Xcel Energy’s vision to deliver 100% carbon-free electricity to customers is now backed by a scientific study. The company announced that it has verified its groundbreaking carbon goals in a newly published report — an industry first for in-depth analysis. It partnered with climate scientists with the University of Denver to confirm its vision is consistent with temperature goals of the Paris climate agreement.
“We are well positioned for the future and are focused on putting the right technology and policies in place to make our vision a reality,” said Ben Fowke, chairman, president and CEO, Xcel Energy. “Our 2018 carbon results demonstrate the significant gains we’re making in the transition to clean energy while still maintaining safe, reliable, and affordable service for our customers.”
Xcel Energy’s newly published report outlines the path to achieving its ambitious carbon reductions, as well as the results of the scientific study. The climate modeling experts concluded the company’s emissions reduction trajectory under its carbon vision is consistent with electric sector emissions in scenarios likely to achieve the temperature goals of the Paris climate agreement.
In 2018, Xcel Energy cut carbon emissions an additional 3% in one year.
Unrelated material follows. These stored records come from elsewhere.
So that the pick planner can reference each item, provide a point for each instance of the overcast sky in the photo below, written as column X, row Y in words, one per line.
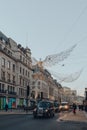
column 49, row 27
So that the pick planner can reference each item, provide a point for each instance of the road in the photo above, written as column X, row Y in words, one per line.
column 27, row 122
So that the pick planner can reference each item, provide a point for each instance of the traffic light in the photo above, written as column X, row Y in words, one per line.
column 28, row 90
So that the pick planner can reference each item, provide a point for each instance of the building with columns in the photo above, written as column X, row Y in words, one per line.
column 15, row 72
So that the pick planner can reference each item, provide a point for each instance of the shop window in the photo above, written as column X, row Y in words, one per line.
column 13, row 67
column 3, row 62
column 8, row 64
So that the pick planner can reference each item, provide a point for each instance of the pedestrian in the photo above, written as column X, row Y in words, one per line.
column 6, row 107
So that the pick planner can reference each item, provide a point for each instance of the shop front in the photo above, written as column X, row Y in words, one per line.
column 11, row 103
column 2, row 102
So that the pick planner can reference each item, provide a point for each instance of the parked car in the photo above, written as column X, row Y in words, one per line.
column 56, row 106
column 33, row 105
column 44, row 109
column 64, row 106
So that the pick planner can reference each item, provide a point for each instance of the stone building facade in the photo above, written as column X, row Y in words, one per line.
column 15, row 72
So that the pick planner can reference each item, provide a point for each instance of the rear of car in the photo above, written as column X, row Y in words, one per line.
column 64, row 106
column 44, row 109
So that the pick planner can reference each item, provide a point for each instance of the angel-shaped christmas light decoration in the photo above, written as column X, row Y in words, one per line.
column 66, row 78
column 51, row 60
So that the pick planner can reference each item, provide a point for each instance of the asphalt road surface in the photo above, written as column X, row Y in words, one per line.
column 27, row 122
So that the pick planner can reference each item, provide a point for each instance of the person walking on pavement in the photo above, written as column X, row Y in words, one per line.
column 6, row 107
column 74, row 108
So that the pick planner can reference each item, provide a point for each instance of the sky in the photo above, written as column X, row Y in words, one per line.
column 48, row 27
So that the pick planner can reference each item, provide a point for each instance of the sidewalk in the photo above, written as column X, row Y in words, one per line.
column 3, row 112
column 80, row 116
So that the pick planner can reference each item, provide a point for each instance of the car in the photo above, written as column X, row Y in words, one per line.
column 64, row 106
column 33, row 105
column 56, row 106
column 44, row 109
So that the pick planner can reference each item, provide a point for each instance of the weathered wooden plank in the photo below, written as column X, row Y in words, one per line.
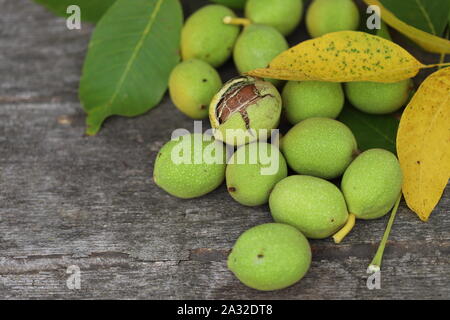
column 67, row 199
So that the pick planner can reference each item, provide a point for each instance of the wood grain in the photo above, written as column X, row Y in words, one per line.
column 67, row 199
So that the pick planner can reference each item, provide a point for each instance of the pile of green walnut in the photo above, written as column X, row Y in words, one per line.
column 303, row 202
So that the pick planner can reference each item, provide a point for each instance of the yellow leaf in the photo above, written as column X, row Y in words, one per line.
column 423, row 144
column 424, row 39
column 343, row 56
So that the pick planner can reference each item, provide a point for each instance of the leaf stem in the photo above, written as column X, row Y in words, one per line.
column 376, row 262
column 341, row 234
column 237, row 21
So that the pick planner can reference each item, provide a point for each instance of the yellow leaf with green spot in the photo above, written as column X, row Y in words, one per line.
column 423, row 144
column 343, row 56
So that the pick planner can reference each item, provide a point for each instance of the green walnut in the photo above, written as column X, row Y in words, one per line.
column 379, row 98
column 319, row 147
column 234, row 4
column 284, row 15
column 253, row 171
column 257, row 46
column 314, row 206
column 325, row 16
column 192, row 84
column 246, row 109
column 191, row 166
column 372, row 184
column 270, row 257
column 312, row 99
column 206, row 37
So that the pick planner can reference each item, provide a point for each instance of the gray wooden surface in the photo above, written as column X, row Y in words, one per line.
column 67, row 199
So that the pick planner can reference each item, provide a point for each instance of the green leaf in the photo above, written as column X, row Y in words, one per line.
column 371, row 131
column 131, row 54
column 427, row 15
column 91, row 10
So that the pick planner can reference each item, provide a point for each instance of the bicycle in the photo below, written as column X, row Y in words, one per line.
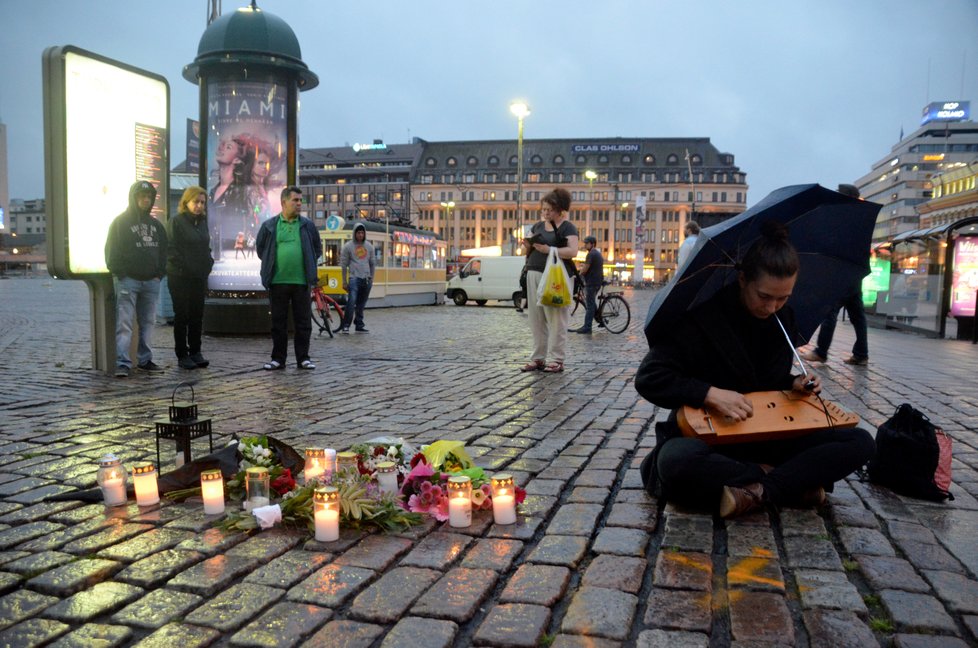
column 321, row 305
column 612, row 312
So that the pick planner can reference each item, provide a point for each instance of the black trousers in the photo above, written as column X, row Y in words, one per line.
column 282, row 298
column 694, row 474
column 187, row 294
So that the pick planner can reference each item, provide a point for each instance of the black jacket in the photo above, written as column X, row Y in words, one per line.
column 136, row 244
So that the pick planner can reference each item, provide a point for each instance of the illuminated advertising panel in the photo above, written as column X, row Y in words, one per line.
column 964, row 280
column 106, row 126
column 246, row 161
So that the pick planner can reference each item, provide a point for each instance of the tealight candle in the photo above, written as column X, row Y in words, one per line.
column 144, row 481
column 459, row 501
column 212, row 489
column 315, row 464
column 326, row 513
column 503, row 499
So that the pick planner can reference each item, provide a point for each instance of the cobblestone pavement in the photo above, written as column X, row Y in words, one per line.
column 592, row 561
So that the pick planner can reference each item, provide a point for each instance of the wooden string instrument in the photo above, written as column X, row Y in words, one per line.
column 777, row 415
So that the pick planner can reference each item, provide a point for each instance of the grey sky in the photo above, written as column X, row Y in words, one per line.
column 798, row 90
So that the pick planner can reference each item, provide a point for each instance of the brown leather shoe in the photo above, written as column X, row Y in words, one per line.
column 738, row 500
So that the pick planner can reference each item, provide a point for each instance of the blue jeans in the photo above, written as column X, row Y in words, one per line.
column 134, row 298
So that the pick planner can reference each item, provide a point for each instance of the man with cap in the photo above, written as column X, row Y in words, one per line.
column 135, row 253
column 592, row 272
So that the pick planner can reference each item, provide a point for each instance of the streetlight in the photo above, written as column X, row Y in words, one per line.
column 521, row 110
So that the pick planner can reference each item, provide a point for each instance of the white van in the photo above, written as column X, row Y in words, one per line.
column 485, row 278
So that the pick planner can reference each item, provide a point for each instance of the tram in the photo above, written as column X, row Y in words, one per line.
column 410, row 263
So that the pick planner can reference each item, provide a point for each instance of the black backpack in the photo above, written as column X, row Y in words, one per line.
column 909, row 458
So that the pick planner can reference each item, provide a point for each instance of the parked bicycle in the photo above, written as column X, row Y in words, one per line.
column 612, row 313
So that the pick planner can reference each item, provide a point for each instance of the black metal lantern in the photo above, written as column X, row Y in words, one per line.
column 183, row 425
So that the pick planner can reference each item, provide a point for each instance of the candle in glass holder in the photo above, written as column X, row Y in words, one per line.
column 387, row 476
column 257, row 487
column 111, row 478
column 144, row 481
column 315, row 464
column 503, row 499
column 459, row 501
column 326, row 513
column 212, row 489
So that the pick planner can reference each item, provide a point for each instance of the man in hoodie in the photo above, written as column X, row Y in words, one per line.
column 289, row 247
column 135, row 253
column 357, row 263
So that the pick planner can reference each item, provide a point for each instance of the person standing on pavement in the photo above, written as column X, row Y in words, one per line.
column 135, row 254
column 853, row 303
column 592, row 271
column 289, row 248
column 548, row 323
column 189, row 261
column 358, row 266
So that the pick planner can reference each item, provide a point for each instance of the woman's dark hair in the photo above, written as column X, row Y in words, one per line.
column 559, row 199
column 771, row 254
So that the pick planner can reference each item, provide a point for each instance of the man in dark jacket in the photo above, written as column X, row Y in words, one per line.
column 289, row 247
column 135, row 253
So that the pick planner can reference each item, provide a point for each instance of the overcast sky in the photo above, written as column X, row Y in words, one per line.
column 798, row 90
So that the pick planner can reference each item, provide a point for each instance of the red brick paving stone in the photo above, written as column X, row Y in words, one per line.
column 415, row 631
column 683, row 570
column 375, row 552
column 101, row 598
column 837, row 629
column 94, row 635
column 437, row 551
column 616, row 572
column 284, row 625
column 538, row 584
column 595, row 611
column 331, row 585
column 390, row 597
column 679, row 610
column 32, row 632
column 497, row 555
column 457, row 595
column 345, row 634
column 513, row 626
column 181, row 635
column 760, row 616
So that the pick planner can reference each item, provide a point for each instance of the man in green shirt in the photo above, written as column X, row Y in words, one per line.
column 289, row 247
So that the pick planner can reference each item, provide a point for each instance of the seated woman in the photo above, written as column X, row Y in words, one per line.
column 731, row 345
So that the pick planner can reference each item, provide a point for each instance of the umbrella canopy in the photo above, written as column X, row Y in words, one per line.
column 831, row 232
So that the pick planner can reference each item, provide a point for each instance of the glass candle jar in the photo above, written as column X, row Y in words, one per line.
column 459, row 501
column 112, row 480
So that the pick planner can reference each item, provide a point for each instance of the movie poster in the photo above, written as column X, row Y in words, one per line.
column 246, row 172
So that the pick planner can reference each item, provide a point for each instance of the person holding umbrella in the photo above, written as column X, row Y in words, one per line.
column 734, row 343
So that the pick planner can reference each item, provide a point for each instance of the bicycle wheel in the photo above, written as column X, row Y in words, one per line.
column 615, row 314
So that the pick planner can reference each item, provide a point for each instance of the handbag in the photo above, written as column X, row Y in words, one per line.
column 554, row 287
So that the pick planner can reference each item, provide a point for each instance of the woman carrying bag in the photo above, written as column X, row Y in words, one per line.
column 549, row 323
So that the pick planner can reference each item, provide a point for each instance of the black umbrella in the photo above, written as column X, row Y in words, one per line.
column 831, row 232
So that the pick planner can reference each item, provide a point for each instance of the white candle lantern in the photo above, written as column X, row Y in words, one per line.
column 257, row 487
column 503, row 499
column 387, row 476
column 111, row 479
column 144, row 482
column 326, row 513
column 315, row 464
column 212, row 490
column 459, row 501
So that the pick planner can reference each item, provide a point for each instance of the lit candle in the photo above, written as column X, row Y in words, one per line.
column 326, row 513
column 212, row 489
column 503, row 499
column 459, row 501
column 144, row 481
This reduction is notable because, according to the U.S. Energy Information Administration, carbon emissions for the electric power sector increased 2% in 2018.
Xcel Energy’s lower emissions are the result of continued high performance from the company’s nuclear plants, reduced coal generation, and an increase in generation from natural gas and some renewables.
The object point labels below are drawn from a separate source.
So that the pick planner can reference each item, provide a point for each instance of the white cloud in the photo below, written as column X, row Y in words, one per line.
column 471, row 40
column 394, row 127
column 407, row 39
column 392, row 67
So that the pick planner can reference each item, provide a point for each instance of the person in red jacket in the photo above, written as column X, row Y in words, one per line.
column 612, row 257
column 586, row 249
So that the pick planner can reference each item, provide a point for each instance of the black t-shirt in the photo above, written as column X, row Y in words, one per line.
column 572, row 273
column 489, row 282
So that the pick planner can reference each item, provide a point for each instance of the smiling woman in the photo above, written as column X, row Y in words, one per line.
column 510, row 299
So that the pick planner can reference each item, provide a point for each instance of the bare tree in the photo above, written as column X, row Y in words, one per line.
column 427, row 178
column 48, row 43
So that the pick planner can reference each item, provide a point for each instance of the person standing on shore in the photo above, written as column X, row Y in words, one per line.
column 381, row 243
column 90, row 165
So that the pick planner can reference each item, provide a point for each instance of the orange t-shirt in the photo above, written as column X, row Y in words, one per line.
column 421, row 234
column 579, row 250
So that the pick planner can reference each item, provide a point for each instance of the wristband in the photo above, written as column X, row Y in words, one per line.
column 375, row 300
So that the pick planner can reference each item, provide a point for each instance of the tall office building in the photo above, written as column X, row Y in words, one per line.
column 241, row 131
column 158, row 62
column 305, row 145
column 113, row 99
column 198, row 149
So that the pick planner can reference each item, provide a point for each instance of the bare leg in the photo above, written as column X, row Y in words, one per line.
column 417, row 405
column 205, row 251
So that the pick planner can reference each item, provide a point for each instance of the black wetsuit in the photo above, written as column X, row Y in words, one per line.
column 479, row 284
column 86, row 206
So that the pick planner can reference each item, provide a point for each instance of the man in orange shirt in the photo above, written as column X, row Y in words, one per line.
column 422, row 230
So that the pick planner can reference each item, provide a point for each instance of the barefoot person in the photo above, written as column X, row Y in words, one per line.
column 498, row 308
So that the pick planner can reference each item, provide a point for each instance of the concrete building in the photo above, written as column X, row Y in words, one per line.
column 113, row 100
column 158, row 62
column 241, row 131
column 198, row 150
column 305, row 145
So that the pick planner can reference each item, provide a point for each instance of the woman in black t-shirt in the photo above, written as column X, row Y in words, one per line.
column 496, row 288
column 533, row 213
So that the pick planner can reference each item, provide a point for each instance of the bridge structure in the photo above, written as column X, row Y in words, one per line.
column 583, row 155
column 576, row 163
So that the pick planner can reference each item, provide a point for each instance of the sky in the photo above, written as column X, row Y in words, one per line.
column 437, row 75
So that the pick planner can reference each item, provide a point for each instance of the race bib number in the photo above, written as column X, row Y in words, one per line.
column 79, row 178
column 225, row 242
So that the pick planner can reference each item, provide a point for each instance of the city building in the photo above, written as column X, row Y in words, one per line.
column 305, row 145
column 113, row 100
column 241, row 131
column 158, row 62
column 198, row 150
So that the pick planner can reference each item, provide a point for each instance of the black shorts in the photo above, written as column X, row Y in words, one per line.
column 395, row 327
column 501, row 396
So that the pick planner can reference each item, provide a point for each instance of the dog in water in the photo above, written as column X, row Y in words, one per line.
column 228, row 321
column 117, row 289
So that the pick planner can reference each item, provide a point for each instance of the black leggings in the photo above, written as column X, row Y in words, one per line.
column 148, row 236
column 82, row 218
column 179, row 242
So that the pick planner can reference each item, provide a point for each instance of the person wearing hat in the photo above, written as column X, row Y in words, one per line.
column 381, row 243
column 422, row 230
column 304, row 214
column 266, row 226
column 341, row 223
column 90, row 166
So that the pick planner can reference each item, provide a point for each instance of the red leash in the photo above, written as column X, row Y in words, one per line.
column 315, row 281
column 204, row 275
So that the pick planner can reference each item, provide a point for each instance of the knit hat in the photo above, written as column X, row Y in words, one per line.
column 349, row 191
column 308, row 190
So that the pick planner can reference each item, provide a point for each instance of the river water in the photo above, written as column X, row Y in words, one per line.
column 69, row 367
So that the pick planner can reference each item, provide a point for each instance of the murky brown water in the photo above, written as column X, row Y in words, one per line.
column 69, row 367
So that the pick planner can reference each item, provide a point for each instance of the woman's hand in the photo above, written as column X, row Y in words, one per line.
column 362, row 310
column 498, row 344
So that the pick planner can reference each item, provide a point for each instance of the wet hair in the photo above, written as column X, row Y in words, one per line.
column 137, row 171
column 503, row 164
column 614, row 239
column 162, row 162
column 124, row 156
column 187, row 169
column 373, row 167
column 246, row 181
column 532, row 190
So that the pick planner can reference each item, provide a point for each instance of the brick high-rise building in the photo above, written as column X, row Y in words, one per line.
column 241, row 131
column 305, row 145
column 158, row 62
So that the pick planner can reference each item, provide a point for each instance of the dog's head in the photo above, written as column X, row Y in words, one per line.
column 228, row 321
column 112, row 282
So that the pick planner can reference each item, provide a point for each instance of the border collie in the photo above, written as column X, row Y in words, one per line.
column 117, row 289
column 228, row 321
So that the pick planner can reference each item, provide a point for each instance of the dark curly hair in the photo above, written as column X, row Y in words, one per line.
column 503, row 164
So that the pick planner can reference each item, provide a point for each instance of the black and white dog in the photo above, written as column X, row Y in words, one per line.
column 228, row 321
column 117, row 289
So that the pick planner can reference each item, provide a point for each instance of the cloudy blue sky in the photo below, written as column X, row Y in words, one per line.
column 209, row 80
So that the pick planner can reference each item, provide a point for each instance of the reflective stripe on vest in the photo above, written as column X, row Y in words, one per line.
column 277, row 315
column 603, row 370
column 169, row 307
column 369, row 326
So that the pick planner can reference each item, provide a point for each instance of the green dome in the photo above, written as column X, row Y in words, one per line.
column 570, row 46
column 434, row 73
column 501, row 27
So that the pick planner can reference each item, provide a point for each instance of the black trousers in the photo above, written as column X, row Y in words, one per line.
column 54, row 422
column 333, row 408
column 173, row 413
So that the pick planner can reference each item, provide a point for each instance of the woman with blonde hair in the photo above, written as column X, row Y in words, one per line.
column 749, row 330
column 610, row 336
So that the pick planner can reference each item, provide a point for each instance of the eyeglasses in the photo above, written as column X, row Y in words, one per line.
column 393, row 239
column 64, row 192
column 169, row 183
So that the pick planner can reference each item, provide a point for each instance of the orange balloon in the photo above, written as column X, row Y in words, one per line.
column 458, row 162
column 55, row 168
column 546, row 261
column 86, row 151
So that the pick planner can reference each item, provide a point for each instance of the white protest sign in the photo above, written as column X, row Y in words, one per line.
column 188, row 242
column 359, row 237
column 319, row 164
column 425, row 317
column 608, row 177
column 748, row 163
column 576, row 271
The company’s new 600-MW Rush Creek wind farm in Colorado also came online last year — the company’s largest wind project to date.
The path to carbon-free electricity
Xcel Energy studied many pathways for achieving its goals and its carbon report identifies key elements for reducing carbon emissions 80% by 2030.
These elements include:
- Adding thousands of megawatts of wind and solar power to its system
- Incorporating both natural gas generation and battery storage to help balance high levels of renewables
- Retiring more coal units or changing coal unit operations to reduce emissions
- Supporting the strategic electrification of certain end uses, such as transportation, to create flexible demand
- Investing in critical infrastructure, such as transmission and advanced grid technology for our distribution system
Beyond 2030, the company will need new carbon-free 24/7 technologies that are not yet commercially available at the cost and scale required. To serve customers with 100% carbon-free electricity by 2050, the company is calling for more research, innovation and demonstration of advanced carbon-free technologies, such as power to gas, seasonal energy storage, advanced nuclear or small modular reactors, carbon capture and storage, deep rock geothermal or other technologies.